For the first time in my life I'm actually comfortable, I know I can pay all my bills on time, I've eliminated most of my debt and if an emergency happens it would suck but I have enough saved it wouldn't crush me. I actually have enough money I can do things to improve my quality of life. I've had times in my life where I was homeless and years where the only food I could really afford was rice and beans. I'm just now realizing the scars they've left on me.
I still check dumpsters for salvageable furniture. I have trouble buying cloths aren't second hand or at least on clearance. I can't spend even $15 to see a movie more then once every two or three months. Even though everything is taken care of financially I can never let my self really relax. My wife who went through similar conditions still uses razor blades that are dull enough they cut her because she can't bring her self to spend $4 on on a new blade.
The scars are real and I doubt they'll go away any time soon. I'm sure some of my comrades here have gone through something similar but people who have never been through that level of poverty just can't seem to understand at all. Not sure why but I felt the need to express these feelings to people who actually can understand
When you're poor you learn how to trade comfort for security, even hurting yourself in exchange for capital. Luxury can feel dangerous, even though it's not really luxury at all; it's just normal living.
Also, you should work on some of those habits, but taking furniture out of the dumpster is objectively correct and you shouldn't feel self conscious about it.

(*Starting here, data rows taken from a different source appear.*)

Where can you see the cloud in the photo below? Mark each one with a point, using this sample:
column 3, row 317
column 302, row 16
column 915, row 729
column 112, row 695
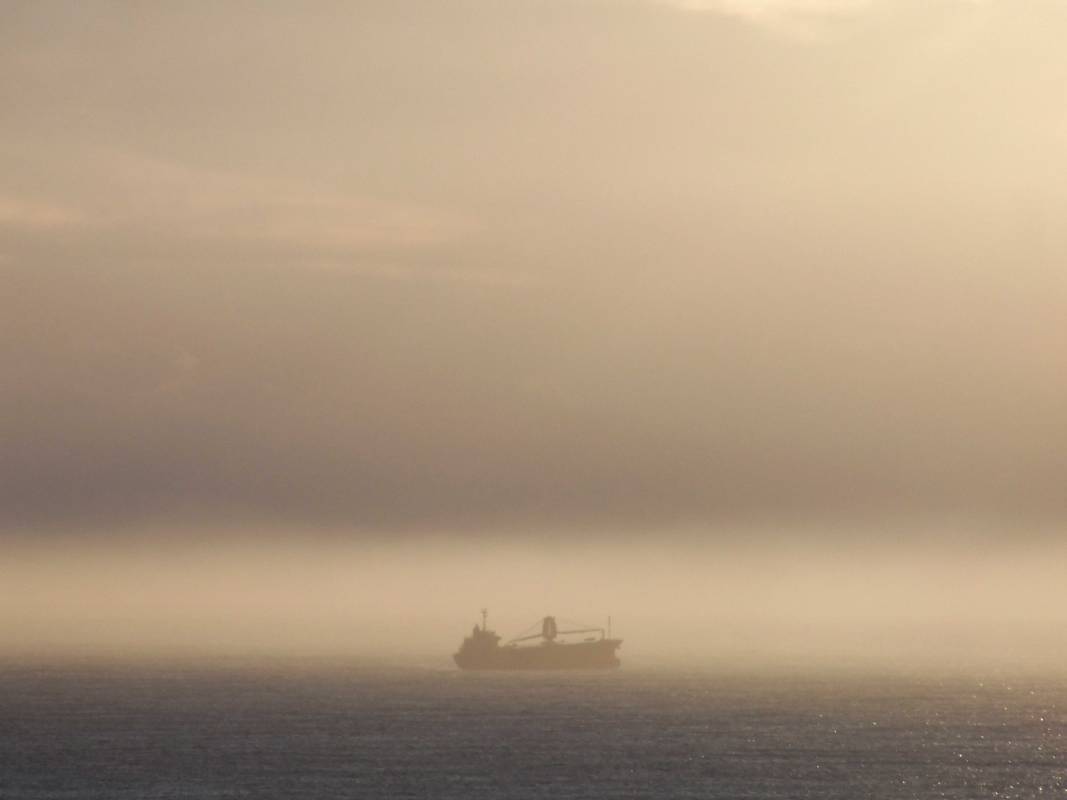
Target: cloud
column 798, row 19
column 29, row 214
column 128, row 194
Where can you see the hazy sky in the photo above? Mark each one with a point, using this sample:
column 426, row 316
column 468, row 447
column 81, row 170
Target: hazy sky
column 471, row 266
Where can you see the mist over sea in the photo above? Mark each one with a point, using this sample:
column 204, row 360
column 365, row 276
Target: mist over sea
column 287, row 729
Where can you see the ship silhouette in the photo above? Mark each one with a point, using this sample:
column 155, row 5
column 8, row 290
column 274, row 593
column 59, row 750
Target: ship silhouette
column 482, row 649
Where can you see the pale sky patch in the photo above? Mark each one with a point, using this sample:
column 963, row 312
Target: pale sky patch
column 30, row 214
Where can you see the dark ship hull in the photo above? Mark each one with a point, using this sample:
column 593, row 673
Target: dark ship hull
column 598, row 655
column 482, row 651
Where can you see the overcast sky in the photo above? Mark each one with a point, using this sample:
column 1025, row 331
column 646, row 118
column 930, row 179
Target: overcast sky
column 470, row 266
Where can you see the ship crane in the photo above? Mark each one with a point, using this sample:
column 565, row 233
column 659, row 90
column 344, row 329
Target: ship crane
column 550, row 632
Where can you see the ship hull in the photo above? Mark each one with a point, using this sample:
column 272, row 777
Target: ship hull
column 598, row 655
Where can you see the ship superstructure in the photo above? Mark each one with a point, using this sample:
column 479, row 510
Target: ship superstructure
column 539, row 651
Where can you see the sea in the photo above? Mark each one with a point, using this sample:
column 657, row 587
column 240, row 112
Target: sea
column 334, row 730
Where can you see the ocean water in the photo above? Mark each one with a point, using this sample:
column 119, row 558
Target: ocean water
column 337, row 731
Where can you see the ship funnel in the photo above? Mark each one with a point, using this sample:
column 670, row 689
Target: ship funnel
column 548, row 628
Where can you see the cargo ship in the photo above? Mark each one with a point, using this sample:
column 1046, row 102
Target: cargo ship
column 543, row 651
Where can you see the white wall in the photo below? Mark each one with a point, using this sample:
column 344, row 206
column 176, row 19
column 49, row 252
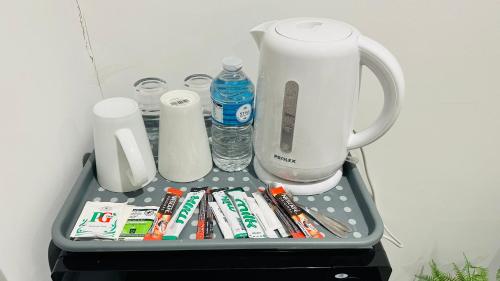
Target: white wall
column 436, row 171
column 47, row 88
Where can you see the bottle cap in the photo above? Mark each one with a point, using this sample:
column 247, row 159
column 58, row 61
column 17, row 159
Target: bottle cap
column 232, row 63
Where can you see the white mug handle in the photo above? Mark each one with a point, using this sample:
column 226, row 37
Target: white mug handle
column 388, row 71
column 137, row 173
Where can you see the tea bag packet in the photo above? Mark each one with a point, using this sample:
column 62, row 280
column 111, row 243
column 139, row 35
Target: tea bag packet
column 138, row 224
column 101, row 220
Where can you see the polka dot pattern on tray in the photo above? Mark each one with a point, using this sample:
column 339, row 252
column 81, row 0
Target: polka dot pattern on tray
column 340, row 202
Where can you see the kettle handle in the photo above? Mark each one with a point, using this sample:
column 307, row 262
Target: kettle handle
column 388, row 71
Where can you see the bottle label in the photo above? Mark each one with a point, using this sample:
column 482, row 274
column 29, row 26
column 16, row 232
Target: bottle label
column 232, row 114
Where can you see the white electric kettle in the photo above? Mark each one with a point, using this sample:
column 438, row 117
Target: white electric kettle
column 307, row 92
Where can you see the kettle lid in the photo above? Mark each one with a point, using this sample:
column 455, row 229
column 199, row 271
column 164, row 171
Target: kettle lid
column 314, row 29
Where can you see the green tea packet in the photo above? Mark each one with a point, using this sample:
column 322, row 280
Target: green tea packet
column 101, row 220
column 141, row 219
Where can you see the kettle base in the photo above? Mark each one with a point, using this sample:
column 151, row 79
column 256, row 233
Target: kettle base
column 298, row 188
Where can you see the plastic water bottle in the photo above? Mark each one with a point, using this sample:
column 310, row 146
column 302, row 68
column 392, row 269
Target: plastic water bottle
column 232, row 115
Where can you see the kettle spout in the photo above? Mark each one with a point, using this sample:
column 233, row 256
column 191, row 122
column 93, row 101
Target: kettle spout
column 259, row 31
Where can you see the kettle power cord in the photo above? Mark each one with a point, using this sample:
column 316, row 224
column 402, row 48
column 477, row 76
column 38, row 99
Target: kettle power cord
column 389, row 236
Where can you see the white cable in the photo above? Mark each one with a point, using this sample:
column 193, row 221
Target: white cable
column 390, row 236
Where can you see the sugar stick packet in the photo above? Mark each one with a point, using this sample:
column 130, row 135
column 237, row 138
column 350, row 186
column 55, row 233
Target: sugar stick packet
column 184, row 213
column 221, row 220
column 101, row 220
column 250, row 222
column 295, row 213
column 229, row 211
column 139, row 222
column 269, row 215
column 205, row 227
column 164, row 214
column 254, row 208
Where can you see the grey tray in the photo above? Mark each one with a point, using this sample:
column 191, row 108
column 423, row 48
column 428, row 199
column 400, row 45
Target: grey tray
column 349, row 201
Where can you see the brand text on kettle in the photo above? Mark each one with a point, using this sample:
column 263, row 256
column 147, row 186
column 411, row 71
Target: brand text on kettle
column 289, row 160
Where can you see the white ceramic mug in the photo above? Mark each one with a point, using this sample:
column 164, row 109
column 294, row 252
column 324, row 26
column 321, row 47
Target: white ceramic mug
column 123, row 156
column 184, row 153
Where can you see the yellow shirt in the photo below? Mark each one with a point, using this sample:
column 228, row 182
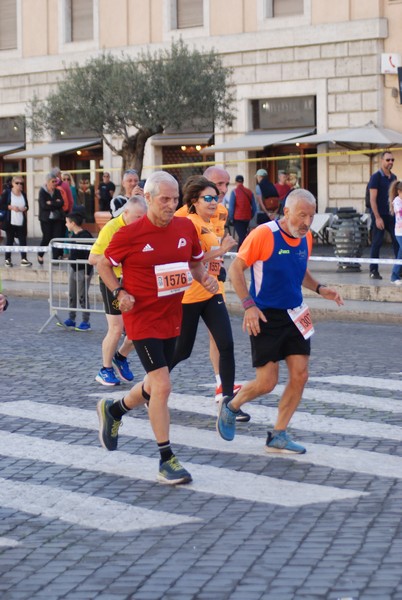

Yeah when my wife or I recognize them in the other we try to help, I buy her razors she gets my cloths ect.
That's both sweet and smart. "I'm doing this for my spouse, so I can make a good choice and also relieve them of the burden of obsessing about their own spending."
Not a bad way to look at it. I consider them scars because even though I'm not going through any of those situations any more they still negatively impact me.
Honestly, I had no idea any of the things you listed were necessarily signs of trauma as a result of poverty and now I feel poor as shit because I’ve done it for a long time lol
I think this idea that getting second hand things is a mark of poverty is a really harmful mentality to have in this day and age. Definitely buy new blades but why not use discarded furniture or thift store clothes? And movie ticket prices are insane, fuck that shit.
I get all of my appliances refurbished which is the best way to do it. The part about discarded furniture is nothing I have is really comfortable and most of it has stains or damage; there was a reason they were thrown out in the first place. I don't feel embarrassed about it but I have the money that if I shop smart I could actually have something I enjoy sitting in. I'll always shop clearance cause that's just smart, but I've gone through winter in a shitty coat for a couple years simply because I couldn't find one used that would fit. I'm not embarrassed to live the way I do but I could live much more comfortably if I could get over the idea that spending money on basic quality of life things wasn't frivolous.
That good old work ethic that makes it hard to take break even when you need to.
Same Same.
But there’s nothing wrong with living that way. It’s the way more people should live actually instead of being such consumerist hogs.
And it’s how you keep your money once you have a little. Rich people are the stingiest people on earth. It’s how they stay rich.
And you never know when you things will change and you will run out of money and become desperately poor again. You don’t want that it sucks. Or at least i know that i don’t.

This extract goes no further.